How often do we hear the stories of these great men and women who were deemed as "average" or "inconsequential" during their early education years? What if we, as educators find a way to unleash that - usually hidden - potential before they leave high school?
The pool of minds and talent that are unseen in plain sight within schools are probably outside our comprehension and cannot be altogether measured or fully appreciated within our current standardised approaches and traditional ways of assessments.
What I have seen in the last few years at teaching high school science at the American International School in Cyprus (AISC), is that this potential may materialise when students are allowed to tackle complex issues outside the scope of the curriculum and surprisingly, with no reference to grades, or outdated measurements, as long as our efforts intrigue student curiosity and are our schemes of work and expectations for outcomes are connected with a real-life issue. Are grades really a necessary incentive or driver? This year, students at AISC performed admirably in a number of global competitions even though there was not a clear "prize" in the form of a grade at the end.

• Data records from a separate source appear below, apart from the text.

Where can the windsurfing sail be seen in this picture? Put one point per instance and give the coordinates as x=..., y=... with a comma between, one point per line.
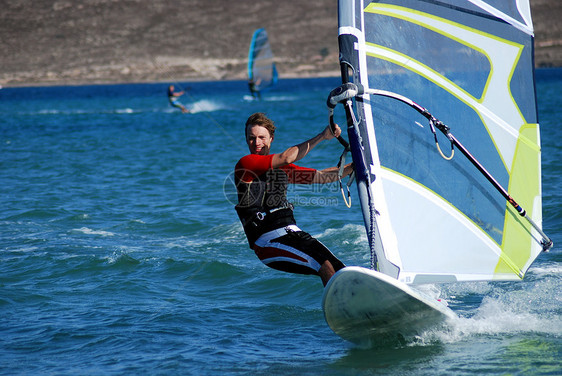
x=262, y=72
x=429, y=217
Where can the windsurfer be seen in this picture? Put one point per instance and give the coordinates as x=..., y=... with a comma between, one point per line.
x=173, y=98
x=267, y=216
x=252, y=85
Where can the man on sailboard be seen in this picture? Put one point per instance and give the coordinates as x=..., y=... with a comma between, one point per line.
x=173, y=99
x=253, y=86
x=267, y=216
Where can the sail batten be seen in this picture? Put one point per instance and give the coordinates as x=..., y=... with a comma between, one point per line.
x=429, y=219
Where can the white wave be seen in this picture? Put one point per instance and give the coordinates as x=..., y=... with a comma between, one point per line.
x=124, y=111
x=205, y=105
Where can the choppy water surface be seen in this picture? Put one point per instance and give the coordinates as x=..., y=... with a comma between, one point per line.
x=120, y=252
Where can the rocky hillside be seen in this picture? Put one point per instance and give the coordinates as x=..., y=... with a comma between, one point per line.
x=64, y=41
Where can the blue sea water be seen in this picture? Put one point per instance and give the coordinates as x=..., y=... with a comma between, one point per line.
x=120, y=251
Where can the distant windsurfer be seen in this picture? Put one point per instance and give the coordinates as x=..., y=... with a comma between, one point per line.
x=253, y=86
x=267, y=216
x=173, y=98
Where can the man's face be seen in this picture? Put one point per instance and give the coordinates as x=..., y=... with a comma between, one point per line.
x=258, y=139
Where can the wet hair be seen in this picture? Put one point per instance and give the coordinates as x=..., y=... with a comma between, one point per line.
x=262, y=120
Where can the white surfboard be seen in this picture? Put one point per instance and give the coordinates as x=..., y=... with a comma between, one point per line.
x=362, y=305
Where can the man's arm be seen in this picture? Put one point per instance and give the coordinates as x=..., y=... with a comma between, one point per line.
x=298, y=152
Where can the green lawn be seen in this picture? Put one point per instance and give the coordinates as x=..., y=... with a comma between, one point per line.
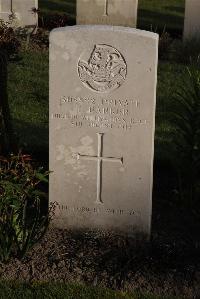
x=152, y=14
x=28, y=97
x=64, y=291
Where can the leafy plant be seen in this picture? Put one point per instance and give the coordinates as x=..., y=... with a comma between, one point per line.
x=24, y=216
x=185, y=118
x=9, y=42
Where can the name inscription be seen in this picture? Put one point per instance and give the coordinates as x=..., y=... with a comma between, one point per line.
x=102, y=113
x=96, y=210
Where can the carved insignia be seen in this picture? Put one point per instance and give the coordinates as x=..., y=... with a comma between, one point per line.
x=105, y=70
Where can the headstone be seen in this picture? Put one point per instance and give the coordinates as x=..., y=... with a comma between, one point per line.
x=107, y=12
x=102, y=118
x=20, y=13
x=192, y=19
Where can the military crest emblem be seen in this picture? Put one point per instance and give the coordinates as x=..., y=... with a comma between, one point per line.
x=105, y=70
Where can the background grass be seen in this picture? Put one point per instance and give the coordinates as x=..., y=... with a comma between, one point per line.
x=152, y=14
x=29, y=96
x=62, y=291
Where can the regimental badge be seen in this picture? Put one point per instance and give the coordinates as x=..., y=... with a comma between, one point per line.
x=105, y=70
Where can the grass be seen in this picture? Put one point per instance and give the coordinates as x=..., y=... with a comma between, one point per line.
x=28, y=97
x=160, y=14
x=152, y=14
x=62, y=291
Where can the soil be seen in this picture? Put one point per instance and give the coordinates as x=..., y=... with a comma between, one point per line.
x=168, y=265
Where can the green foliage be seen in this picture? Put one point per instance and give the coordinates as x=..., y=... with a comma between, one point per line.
x=186, y=51
x=22, y=221
x=185, y=119
x=9, y=43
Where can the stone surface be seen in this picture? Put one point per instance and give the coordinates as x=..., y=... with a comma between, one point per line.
x=21, y=10
x=109, y=12
x=192, y=19
x=102, y=114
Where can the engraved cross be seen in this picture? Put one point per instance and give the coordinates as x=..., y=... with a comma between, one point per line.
x=99, y=158
x=105, y=8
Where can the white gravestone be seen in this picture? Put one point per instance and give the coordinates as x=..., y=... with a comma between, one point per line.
x=102, y=118
x=192, y=19
x=107, y=12
x=19, y=12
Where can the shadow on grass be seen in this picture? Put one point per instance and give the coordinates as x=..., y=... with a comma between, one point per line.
x=177, y=9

The participating students were well aware that their work was not necessarily going to be rated, graded, or possibly even acknowledged in a competition of a global scale – but they engaged anyways – isn’t that lifelong learning at its best?
In the last few years, I have been running the AISC Scientific Research Club as an after-school activity in our high school for anyone who expresses interest. In our school we take great pride in the fact that we are an inclusive international school and we provide enriched experiences for all students regardless of background. The Research Club was initially formed to provide time for a group of AISC IB chemistry students who wanted to work on a proposal for the Stockholm Junior Water Prize competition in 2016. These students were not awarded with any extra credit for participating and did not get any "extra treatment" in terms of their academic standing and/or performance metrics, in their science classes.
What was remarkable was that these students identified a local Cyprus issue that was not well-studied or understood and designed a process to enumerate it as well as making a proposal to solve the issue. Specifically, they researched the effects of sunscreens as sea water pollutants. They designed a process to measure the presence of sunscreen pollutants and then proposed a way of reducing the effects. Their work was then defended orally against a panel of experts from Cyprus Universities, research facilities and like-industries. For their work, they achieved an honourable mention.
Our students’ success generated momentum across our school and more students became interested in participating in similar competitions. Honourable mentions were achieved again in the SJWP in 2017 and 2019; AISC was short- listed in the 30 most influential proposals in the CERN BeamLine for school competitions in 2018. In 2019, a student proposal on use of micro-organisms as bio-indicators of quality in water systems, was rewarded with the Gold medal by the World Intellectual Property Organisation.
Beyond the appreciation of our such high-level research work that these students were engaged in, it is important to emphasise that the students involved were drawn from various grade levels (in High School), with different cultural backgrounds. There was also a mixed representation of both male and female students involved. Likely, the most important aspect of these projects is that people, regardless of gender, age or ethnicity, when working together under a common cause with shared passion, can make the world a better place.
And if schools do not teach this simple ideal, then who will? I’m proud to be working at a school that values these principles.